From our time running the Quercus group I knew there were lots of special days, but I didn’t know there were this many.

I’ll take a quick run through them.

Spreadsheet Day – don’t use them. If I’ve managed without them for 60 years I can’t see that they are a lot of use.

Hagfish Day – never seen it on a menu so I think we can safely ignore it.

Global Dignity Day – sounds like someone, somewhere got a grant and is busily building a career based on bullshit.

International Day for the Eradication of Poverty – each year people gather “to renew their resolve to combat poverty”. I’m sure all the poor people are suitably impressed.

Take Your Parents to Lunch Day – I can’t help thinking that this would be better on a Sunday when the kids aren’t working or at school.

Wear Something Gaudy Day –Β in our house, I thought, every day is Wear Something Gaudy Day.Β  However, when you read the information it seems the bar is set considerably higher by the enthusiasts.

Mulligan Day – American slang about second chances. We already have enough American slang thank you, so I’ll take a rain check on that one.

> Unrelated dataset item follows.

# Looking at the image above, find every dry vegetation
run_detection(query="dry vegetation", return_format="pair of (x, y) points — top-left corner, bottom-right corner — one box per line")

Playing Card Collection Day –Β  got to be good. Days about collecting should be encouraged. I just went looking for the correct name for a playing card collector. I didn’t find it but I did find the material for a whole new post.

Forgive an Ex Day – Why? They’re an Ex for a reason. We were discussing a new gift shop idea the other day when we got fed up with eBay – wondering if there would be a market for insulting gifts. This would be a good day to try it out – sending a bunch of dead flowers and Turkish Delight flavoured with rosewater and the bitter tears of regret.

That is probably enough now. It was meant to be a post detailing my progress in my 1,000 Haiku Challenge but it seems to have been diverted.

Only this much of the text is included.